A moção de confiança apresentada pelo Primeiro-Ministro foi debatida e votada na passada terça-feira, dia 11 de março, e foi chumbada com votos contra de toda a oposição, exceto a Iniciativa Liberal.
Não é a primeira vez que um líder do poder executivo apresenta uma moção de confiança. Já aconteceu 11 vezes, e a última foi no Governo de Pedro Passos Coelho, que conseguiu ver a moção aprovada. A moção apresentada por Montenegro é apenas a segunda vez na história da democracia portuguesa que um Governo cai por via do chumbo da moção de confiança. A primeira vez aconteceu com Mário Soares, em 1977, à época secretário-geral do Partido Socialista.
Cronologia: O que levou à queda do Governo?
A 15 de fevereiro, o jornal Correio da Manhã noticiava que a família de Luís Montenegro possuía uma empresa imobiliária que também assegurava serviços de “consultoria de gestão, orientação e assistência operacional às empresas ou a organismos (inclui públicos)”, na qual Montenegro foi sócio até junho de 2022. Depois, a empresa foi passada aos filhos e à mulher, com quem é casado em regime de partilha de bens adquiridos.
A posse desta empresa por parte da família de Montenegro pode levar a um conflito de interesses, pois o Governo aprovou, há poucos meses, a Lei dos Solos que, sucintamente, requalificou solos rústicos em solos urbanos. Ou seja, passou a ser permitido construir habitações em terrenos onde anteriormente não era possível. O PS respondeu a esta polémica comparando o caso de Montenegro com o do ex-secretário de Estado da Administração Local e Ordenamento do Território, Hernâni Dias, que se demitiu após ter sido “imprudente” ao criar duas empresas imobiliárias já depois de ter integrado o Governo.
A 21 de fevereiro foi debatida e votada a moção de censura apresentada pelo partido Chega, “pelo fim de um Governo sem integridade, liderado por um Primeiro-Ministro sob suspeita grave”. Só o Chega votou a favor desta moção. Os restantes partidos, à exceção do PCP, que se absteve, votaram contra.

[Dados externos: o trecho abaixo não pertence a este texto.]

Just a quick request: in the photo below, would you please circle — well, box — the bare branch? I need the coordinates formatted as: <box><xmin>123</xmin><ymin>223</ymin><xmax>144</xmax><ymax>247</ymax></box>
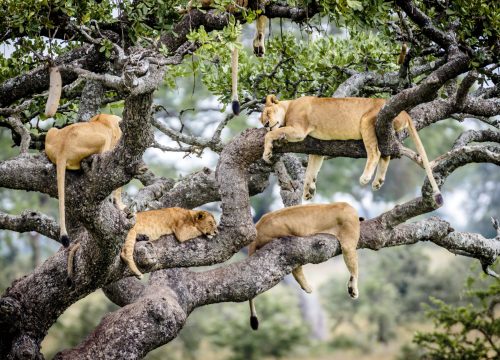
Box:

A 5 de março foi a vez do PCP apresentar a sua moção de censura, intitulada “Travar a degradação da situação nacional, por uma política alternativa de progresso e desenvolvimento”. Para além da já abordada polémica empresa familiar de Montenegro, o Partido Comunista apresentou outros motivos para esta moção de censura, que envolvem política fiscal, salários e pensões, privatizações, educação, imobiliário e guerra. PCP, Bloco de Esquerda, Livre e PAN votaram a favor da moção de censura, enquanto o Partido Socialista e o Chega se abstiveram. Para além dos partidos que compõem o Governo, PSD e CDS-PP, apenas a Iniciativa Liberal votou contra.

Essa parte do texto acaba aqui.